> ALES Integration Guide > Securing AquaLogic Service Bus Runtime Resources

ALES Integration Guide

     Previous  Next    Open TOC in new window    View as PDF - New Window  Get Adobe Reader - New Window
Content starts here

Securing AquaLogic Service Bus Runtime Resources

This section covers the following topics:

 

Overview

AquaLogic Service Bus 2.5 (ALSB) is a configuration-based, policy-driven Enterprise Service Bus. It facilitates a loosely coupled architecture, facilitates enterprise-wide reuse of services, and centralizes management. AquaLogic Enterprise Security can be used to manage access control to ALSB’s runtime resources, using the WLS SSM.

ALES secures only the runtime resources of ALSB, in general those resources that ALSB passes to isAccessAllowed(). It does not secure the resources used during ALSB configuration, such as the ALSB console.

 

Prerequisites

This document assumes the following:

 

Integration Tasks

The integration tasks are.

  1. Define the security providers described in Define the Security Providers
  2. Define ALSB resources as described in Define ALSB Resources in ALES
  3. Define the Identities as described in Define Identities.
  4. Define the policies as described in Define Policies for ALSB.
  5. Distribute the policies as described in Distribute Changes.

 

Define the Security Providers

Note: Providers for WebLogic 9.x/10.0 are defined using the WebLogic console. For details, see Define Security Providers for WebLogic 9.x/10.0

To secure Service Bus resources, create a security realm and define the following provider types:

When creating the realm, use the following settings:

 

Define ALSB Resources in ALES

Developing a set of policies typically begins by determining which resources you need to protect and your access control requirements. You then create the identity directory, resources, groups, users, and roles that you will use to write policies to protect those resources. Next you write a set of authorization and role mapping policies to define access control on those resources. Finally, you deploy the set of polices to the WebLogic Server Security Service Module that you use to control access to your data services.

Regular Resource

To create a regular resource named abc:

  1. In the ALES Administration Console, open the resource tree.
  2. Right-click the parent of abc and select Add Resource.
  3. In the Name field, enter abc and click OK.

Virtual Resource

To create a virtual resource named xyz:

  1. Create a resource as described in Regular Resource.
  2. Right-click the xyz resource and select Configure Resource.
  3. Check the Allow Virtual Resources box and click OK.

ALSB Proxy Service Resources

Create resources in ALES corresponding to the ALSB Proxy Services.
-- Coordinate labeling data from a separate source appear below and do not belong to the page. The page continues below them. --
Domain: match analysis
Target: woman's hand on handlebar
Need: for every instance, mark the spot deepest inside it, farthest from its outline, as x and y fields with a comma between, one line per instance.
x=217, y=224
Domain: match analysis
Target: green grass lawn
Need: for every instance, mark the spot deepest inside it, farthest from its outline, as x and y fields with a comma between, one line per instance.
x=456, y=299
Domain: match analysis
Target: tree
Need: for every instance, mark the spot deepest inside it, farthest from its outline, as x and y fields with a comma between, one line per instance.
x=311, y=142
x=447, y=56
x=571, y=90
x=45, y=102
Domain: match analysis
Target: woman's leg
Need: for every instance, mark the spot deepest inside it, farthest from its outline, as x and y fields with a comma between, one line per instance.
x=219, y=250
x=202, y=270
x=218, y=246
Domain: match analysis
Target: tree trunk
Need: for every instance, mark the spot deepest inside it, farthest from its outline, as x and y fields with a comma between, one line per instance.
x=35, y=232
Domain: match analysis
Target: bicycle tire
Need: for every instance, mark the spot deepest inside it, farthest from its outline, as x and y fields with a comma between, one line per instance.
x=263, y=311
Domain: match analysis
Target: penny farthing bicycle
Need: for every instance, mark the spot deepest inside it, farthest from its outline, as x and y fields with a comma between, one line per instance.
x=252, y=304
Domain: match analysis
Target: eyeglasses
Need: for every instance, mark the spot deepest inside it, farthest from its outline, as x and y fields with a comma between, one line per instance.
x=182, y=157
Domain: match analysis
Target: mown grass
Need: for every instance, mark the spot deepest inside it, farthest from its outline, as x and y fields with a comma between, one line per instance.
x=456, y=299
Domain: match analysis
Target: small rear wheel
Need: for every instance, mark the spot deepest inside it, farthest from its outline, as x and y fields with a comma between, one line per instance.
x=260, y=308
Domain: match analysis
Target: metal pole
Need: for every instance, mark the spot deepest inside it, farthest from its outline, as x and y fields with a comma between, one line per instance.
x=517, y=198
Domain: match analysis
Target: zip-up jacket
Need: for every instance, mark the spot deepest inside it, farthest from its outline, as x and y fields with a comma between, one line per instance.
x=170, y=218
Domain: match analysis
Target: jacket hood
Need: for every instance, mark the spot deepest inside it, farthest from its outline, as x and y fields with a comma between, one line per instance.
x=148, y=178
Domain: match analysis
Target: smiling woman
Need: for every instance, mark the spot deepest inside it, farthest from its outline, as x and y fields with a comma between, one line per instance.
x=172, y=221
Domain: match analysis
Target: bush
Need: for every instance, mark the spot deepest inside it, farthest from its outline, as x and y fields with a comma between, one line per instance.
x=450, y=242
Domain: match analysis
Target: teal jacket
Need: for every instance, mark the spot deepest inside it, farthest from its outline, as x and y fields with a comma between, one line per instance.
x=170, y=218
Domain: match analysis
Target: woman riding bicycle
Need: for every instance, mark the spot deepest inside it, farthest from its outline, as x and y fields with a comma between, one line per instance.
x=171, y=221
An ALSB Proxy Service has up to four key/value properties:

ALES resource definitions for ALSB use this format: 

//app/policy/<binding app>/<Proxy Service App name>/ProxyService/<Project Name>/[Folder name]/<Proxy Service Name>

Table 8-1 describes how ALSB Proxy Service reference elements map to ALES resource and privilege elements

Table 8-1 ALSB Proxy Service Elements Represented in ALES Resources and Privileges
Resource/Privilege Element
Description
binding app
The ALES binding node name.
Proxy Service app name
The default application name, shared.
ProxyService
The ALES resource type.
Folder name
The ALSB Proxy Service folder name.
//priv/<operation>
The operation field of the ALSB Proxy Service, representing one of the Web Services operations provided.

Here is an example of how to convert an ALSB transport level access control to an ALES policy. In ALSB: 

type=type=<alsb-proxy-service>, path=project/folder, proxy=myProxy, action=invoke

is converted in ALES to: 

//app/policy/<binding app node>/shared/ProxyService/project/folder/myProxy

with a default privilege of //priv/access, since with action=invoke, there is no operation defined.

Here is an example of how to convert ALSB access control during inbound web-service-security request processing: 

type=<alsb-proxy-service>, path=project/folder, proxy=myProxy, action=wss-invoke, operation=ProcessPO

is converted in ALES to: 

//app/policy/<binding app node>/shared/ProxyService/project/folder/myProxy

with a privilege of //priv/ProcessPO.

Resource Binding Application and Distribution Point

To make a resource binding application and distribution point named def:

  1. Right click the mouse on parent of def, and select Add Resource.
  2. In the Name field, enter def.
  3. From the Type dropdown field, select Binding and check the Distribution Point box.
  4. After the resource is created, right-click the resource and select Configure Resource.
  5. Select Binding application from the pull-down menu and click OK.

Resource Tree

Select Resources on the left pane and create a resource tree as shown in Listing 8-1:

  1. Make myrealm a resource binding application and distribution point.
  2. Make the consoleapp and ProxyServices resources virtual.
    3. Listing 8-1 Resource Tree 
    myrealm
       |---- consoleapp
       |---- shared
             |----- adm
             |----- eis
             |----- ejb
             |----- jdbc
             |----- jms
             |----- jndi
             |----- ProxyService
             |       |----- MortgageBroker
             |               |----- ProxyServices
             |                      |---- loanGateway1
             |                      |---- loanGateway2
             |                      |---- loanGateway3
             |----- svr
             |----- url
             |----- webservices
             |----- workcontext

Discovering Services

When developing policies for use with a Security Service Module, you can use the Discovery mode feature to help define your policy components. Instructions for using Discovery mode are provided in the Resource Discovery section in the Policy Managers Guide.

 

Define Identities

Follow these steps to create a user named weblogic.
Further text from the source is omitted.